Do Not Say We Have Nothing by Madeleine Thien

Do Not Say We Have Nothing is a critically acclaimed new novel from Madeleine Thien. Winner of the Giller Prize and Governor General’s Award as well as shortlisted for the Man Booker Prize and longlisted for an Andrew Carnegie Medal, it is effectively the book of 2016. I can’t believe I actually read it before the year ended. As previously mentioned, I am horrifically bad at reading award-winning books in their cultural moment. That being said, if you’re looking for a hot new book to start your 2017 this is a great one!

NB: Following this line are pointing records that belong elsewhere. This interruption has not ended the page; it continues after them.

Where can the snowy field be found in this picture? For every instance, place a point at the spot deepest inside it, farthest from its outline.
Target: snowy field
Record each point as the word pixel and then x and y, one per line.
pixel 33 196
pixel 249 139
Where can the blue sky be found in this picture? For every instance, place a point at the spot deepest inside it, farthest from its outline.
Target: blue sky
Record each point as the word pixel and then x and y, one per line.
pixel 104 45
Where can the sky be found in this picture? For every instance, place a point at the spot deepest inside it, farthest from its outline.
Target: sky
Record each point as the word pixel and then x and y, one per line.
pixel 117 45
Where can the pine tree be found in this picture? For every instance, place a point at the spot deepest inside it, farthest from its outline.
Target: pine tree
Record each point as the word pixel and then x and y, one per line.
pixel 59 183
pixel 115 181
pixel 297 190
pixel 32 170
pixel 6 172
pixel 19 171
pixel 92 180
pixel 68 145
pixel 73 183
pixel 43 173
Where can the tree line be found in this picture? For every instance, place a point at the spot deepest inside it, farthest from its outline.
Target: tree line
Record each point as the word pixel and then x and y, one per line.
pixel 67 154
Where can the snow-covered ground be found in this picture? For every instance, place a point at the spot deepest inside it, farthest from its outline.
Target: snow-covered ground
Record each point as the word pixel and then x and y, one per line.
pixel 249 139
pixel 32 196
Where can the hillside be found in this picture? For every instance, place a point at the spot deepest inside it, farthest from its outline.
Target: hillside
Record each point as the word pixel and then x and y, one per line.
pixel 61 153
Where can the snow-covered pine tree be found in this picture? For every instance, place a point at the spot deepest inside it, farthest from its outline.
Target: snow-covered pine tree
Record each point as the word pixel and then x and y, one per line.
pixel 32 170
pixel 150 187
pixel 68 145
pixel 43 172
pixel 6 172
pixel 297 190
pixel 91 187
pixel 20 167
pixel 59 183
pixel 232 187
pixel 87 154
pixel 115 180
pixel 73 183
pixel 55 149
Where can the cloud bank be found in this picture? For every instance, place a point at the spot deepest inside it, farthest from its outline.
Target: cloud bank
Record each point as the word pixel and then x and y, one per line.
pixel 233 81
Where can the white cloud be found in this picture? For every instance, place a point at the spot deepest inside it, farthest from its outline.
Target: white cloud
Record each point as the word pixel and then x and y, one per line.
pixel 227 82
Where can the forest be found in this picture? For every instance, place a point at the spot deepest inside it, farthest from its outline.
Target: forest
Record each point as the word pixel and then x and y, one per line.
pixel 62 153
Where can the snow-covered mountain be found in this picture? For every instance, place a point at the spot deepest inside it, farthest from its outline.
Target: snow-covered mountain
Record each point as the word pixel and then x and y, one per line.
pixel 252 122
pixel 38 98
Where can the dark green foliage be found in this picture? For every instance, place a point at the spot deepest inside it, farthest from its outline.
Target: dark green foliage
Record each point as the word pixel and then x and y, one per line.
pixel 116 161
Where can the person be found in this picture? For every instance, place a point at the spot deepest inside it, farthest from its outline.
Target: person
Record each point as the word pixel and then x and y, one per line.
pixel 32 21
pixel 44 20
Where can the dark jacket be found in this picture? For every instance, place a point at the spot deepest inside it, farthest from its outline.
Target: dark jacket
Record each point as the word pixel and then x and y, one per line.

Thien’s latest novel is a kaleidoscope of music and art drawn across decades of a Chinese family’s history. It begins in 1990’s Vancouver, where a single mother and her 10-year-old daughter, Marie, take in a young woman named Ai-Ming, a refugee from China. From there, an epic story of love and loss unfurls, as their predecessors made up of generations of artists live through the Japanese occupation of Shanghai, the Cultural Revolution, the Tiananmen Square protests and right up to modern day 2016. At the root of this family tree are two singers and sisters, Big Mother Knife and Swirl, who serve as a touch point through history. Most interesting is the intimate way Thien unpacks the psychology of societal violence through the family’s perspective. The logic which leads to violent outbursts, secret police, turning on neighbours, and burning books is revealed in a way which you can only empathize. The character’s desire for music despite all of this breaks your heart.

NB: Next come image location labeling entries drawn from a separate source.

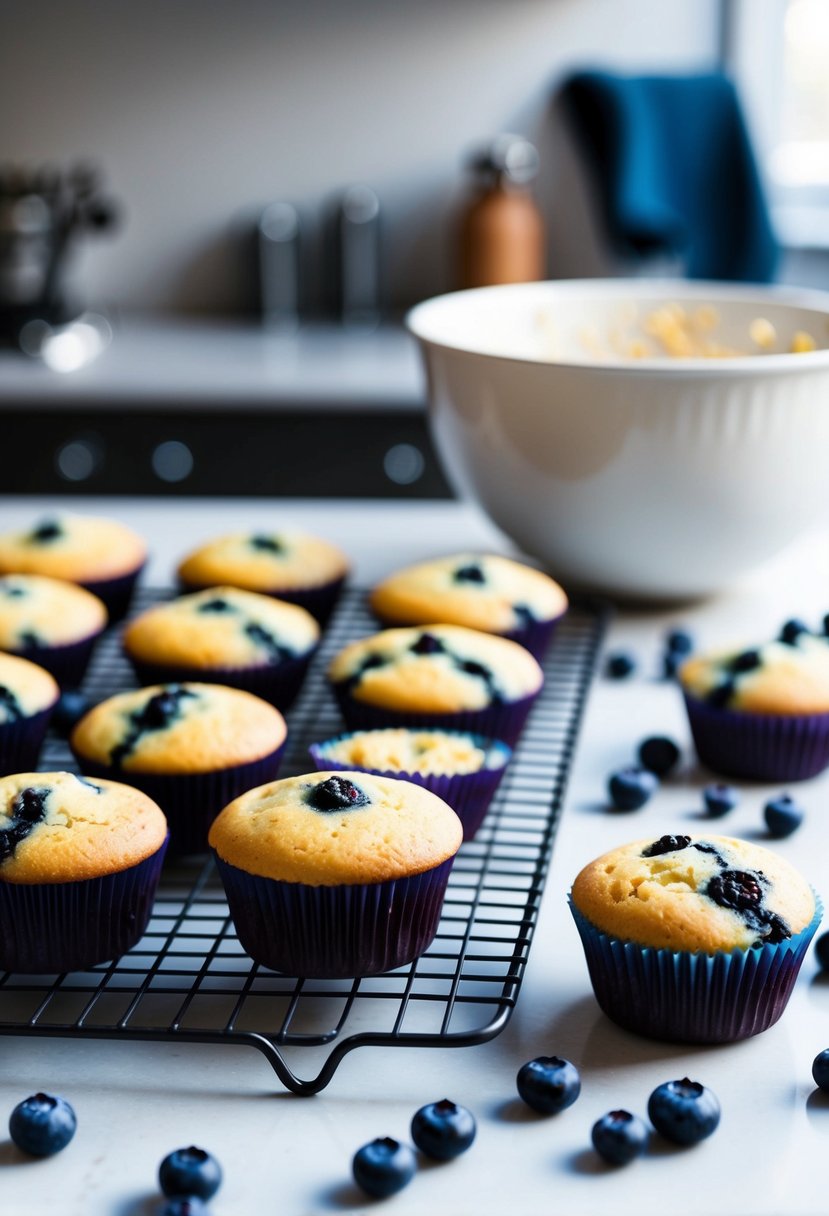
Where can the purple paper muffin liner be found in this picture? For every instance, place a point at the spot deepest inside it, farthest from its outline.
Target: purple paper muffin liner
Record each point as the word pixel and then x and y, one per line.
pixel 66 663
pixel 48 928
pixel 686 997
pixel 334 932
pixel 468 793
pixel 191 800
pixel 278 684
pixel 759 747
pixel 21 742
pixel 502 720
pixel 116 594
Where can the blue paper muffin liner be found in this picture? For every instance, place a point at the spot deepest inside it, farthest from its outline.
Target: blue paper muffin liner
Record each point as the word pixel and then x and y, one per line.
pixel 759 747
pixel 468 793
pixel 278 684
pixel 334 932
pixel 21 742
pixel 687 997
pixel 67 663
pixel 503 720
pixel 191 800
pixel 49 928
pixel 116 594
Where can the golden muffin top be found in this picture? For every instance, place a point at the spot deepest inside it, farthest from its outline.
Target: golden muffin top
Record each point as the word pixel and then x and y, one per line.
pixel 481 591
pixel 332 828
pixel 35 611
pixel 399 749
pixel 265 561
pixel 79 549
pixel 176 728
pixel 703 894
pixel 221 628
pixel 435 669
pixel 56 827
pixel 777 677
pixel 24 688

“Music sustained weddings, births, rituals, work, marching, boredom, confrontation and death; music and stories, even in times like these, were a refuge, a passport, everywhere,” writes Thien. (28) Sound is constantly present in the story, not just in the references to dozens of composers, but in the phonetics of the written language. Thien uses words which are soft as the name Tofu Liu or flippant as Zhuli, inviting as the Red Mountain People’s Refreshment House or grand as the Book of Records. All of these work together in grand symphony, to create a feeling about each character like an opera. Throughout the book are sentences so lyrically intricate, they prove Thien to be a composer as much as a poet. For example,

I assumed that when the story finished, life would continue and I would go back to being myself. But it wasn’t true. The stories got longer and longer, and I got smaller and smaller. When I told Big Mother this, she laughed her head off. “But that’s how the world is, isn’t it?”

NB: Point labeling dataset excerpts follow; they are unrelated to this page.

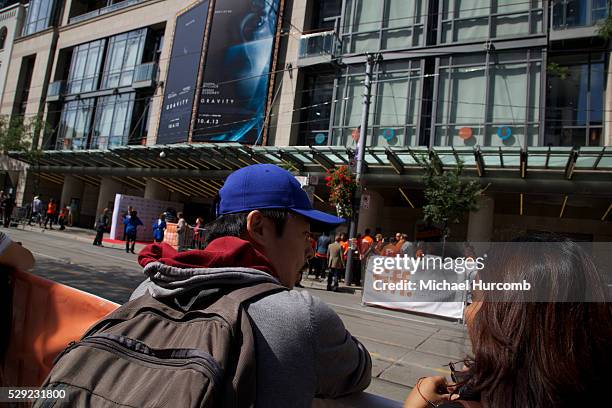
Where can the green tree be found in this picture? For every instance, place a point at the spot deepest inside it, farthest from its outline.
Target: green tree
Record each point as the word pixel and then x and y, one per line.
pixel 447 197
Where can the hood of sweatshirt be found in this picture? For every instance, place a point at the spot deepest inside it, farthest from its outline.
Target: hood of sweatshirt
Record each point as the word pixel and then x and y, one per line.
pixel 227 261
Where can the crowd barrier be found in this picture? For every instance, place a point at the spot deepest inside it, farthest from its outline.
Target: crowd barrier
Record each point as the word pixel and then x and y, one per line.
pixel 443 303
pixel 190 239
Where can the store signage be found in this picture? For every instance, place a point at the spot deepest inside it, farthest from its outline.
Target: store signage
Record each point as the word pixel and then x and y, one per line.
pixel 504 132
pixel 180 85
pixel 356 133
pixel 388 134
pixel 236 72
pixel 320 138
pixel 465 133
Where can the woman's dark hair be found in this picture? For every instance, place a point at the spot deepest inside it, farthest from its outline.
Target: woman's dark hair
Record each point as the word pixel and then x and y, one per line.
pixel 234 225
pixel 541 354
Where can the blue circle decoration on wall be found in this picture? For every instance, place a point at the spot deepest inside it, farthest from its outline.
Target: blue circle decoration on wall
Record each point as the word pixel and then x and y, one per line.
pixel 388 134
pixel 504 132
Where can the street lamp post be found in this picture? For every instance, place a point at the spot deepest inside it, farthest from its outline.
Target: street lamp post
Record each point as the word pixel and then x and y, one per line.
pixel 367 94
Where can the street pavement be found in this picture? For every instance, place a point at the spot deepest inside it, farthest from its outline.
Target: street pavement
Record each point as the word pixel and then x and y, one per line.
pixel 403 346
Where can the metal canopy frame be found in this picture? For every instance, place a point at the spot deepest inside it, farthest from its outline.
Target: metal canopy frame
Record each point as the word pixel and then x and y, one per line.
pixel 198 160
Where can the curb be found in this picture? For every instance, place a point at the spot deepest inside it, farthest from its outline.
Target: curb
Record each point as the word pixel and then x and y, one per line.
pixel 322 285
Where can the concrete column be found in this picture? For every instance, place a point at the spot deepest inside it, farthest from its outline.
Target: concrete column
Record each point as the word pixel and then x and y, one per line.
pixel 607 131
pixel 156 191
pixel 285 132
pixel 371 217
pixel 108 188
pixel 480 224
pixel 72 188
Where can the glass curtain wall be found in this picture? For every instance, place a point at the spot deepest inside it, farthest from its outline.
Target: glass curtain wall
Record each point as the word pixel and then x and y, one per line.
pixel 85 67
pixel 489 100
pixel 113 120
pixel 75 125
pixel 578 13
pixel 394 113
pixel 473 20
pixel 40 14
pixel 124 53
pixel 575 100
pixel 372 25
pixel 314 122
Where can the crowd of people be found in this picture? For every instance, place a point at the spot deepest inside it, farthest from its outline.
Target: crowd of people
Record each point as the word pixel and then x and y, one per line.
pixel 332 253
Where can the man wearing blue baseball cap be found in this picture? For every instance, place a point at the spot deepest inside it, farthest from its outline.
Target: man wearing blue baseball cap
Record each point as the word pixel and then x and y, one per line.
pixel 302 348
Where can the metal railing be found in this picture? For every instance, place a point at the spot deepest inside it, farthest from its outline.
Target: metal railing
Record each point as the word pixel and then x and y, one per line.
pixel 145 72
pixel 189 238
pixel 56 89
pixel 323 43
pixel 104 10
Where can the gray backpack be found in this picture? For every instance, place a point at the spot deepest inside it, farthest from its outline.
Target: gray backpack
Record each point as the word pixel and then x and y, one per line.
pixel 153 354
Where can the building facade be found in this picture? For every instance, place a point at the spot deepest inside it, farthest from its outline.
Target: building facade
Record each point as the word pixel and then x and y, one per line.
pixel 516 90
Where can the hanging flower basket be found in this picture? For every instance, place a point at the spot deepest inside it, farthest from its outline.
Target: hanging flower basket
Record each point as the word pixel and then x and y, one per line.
pixel 342 187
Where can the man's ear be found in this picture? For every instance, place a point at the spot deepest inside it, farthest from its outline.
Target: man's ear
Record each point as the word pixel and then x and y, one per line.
pixel 256 228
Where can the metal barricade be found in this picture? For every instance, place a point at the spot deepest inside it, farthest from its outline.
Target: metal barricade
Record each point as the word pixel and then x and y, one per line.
pixel 191 238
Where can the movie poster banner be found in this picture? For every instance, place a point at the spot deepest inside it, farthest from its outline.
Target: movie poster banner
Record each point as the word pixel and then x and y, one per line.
pixel 236 71
pixel 182 76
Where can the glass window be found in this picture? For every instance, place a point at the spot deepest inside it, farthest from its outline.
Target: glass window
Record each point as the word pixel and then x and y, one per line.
pixel 469 20
pixel 494 103
pixel 396 97
pixel 75 124
pixel 85 67
pixel 575 100
pixel 40 13
pixel 384 24
pixel 124 53
pixel 113 120
pixel 318 94
pixel 578 13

Storytelling also becomes a tool for the family to find community and protect each other. The Book of Records, a fictional multi-chapter novel is copied out again and again first by Wen the Dreamer, Swirl’s love interest, as a token of love, then by Swirl and Big Mother Knife, as a secret language for finding each other, and later used by Marie to excavate her father’s past. “A copy of a copy,” that is how it is handed down, yet it grows and offshoots into a multiplicity of stories; a family inheritance within an individual character. It is rhizomatic, becoming the book itself, a record of Big Mother Knife and Swirl’s family and their adventures. Looking at the notes section of the novel, where Thien points to other works of literature, classical and revolutionary music, politics, and philosophy, I was astonished by the Deleuze-Guattarian breadth of it all. She has even created a Tumblr site for the novel, an intertextual treat for readers and establishing a strong visual connection to the world at large. 

I confess that at times I did not understand the purpose of certain lines of poetry which were often adopted by Thien and not written by herself. A prime example is the phrase, “I came into this life with a shadow, a paper, and a rope,” which while being from a character who is suicidal is also supposedly thought by a 14-year-old. Not a professed lover of poetry, I find the image interesting but confusing and not in character.

The role of women in the novel is intriguing. At the start, the novel is focused on Marie, her mother, and Ai-Ming, and how their lives are intersected by men who are absent to them. The men of their family are no longer living or present and their absence appears to consume their whole present and seemingly their future. I didn’t enjoy the first few chapters for exactly this reason, but then the book opened up. We go back to the beginning where the two matriarchs, Big Mother Knife and Swirl survive in a turbulent and dangerous time, especially for artists. The power of their love for each other and their children despite the threats from the Japanese army, the Red Guards, and the May the Fourth protests is the bedrock for the entire book. The story itself is based on the strength of these two women it is passed down through the generations to some who carry on as refugees and immigrants in Canada and the US. Their losses become your losses and suddenly the women’s grief becomes understandable.

Truly, Do Not Say We Have Nothing is a triple-award winning work. I loved this book and the family it represents, finding myself terribly moved time and time again. As my first introduction to Thien, I’m excited to familiarize myself with her other work.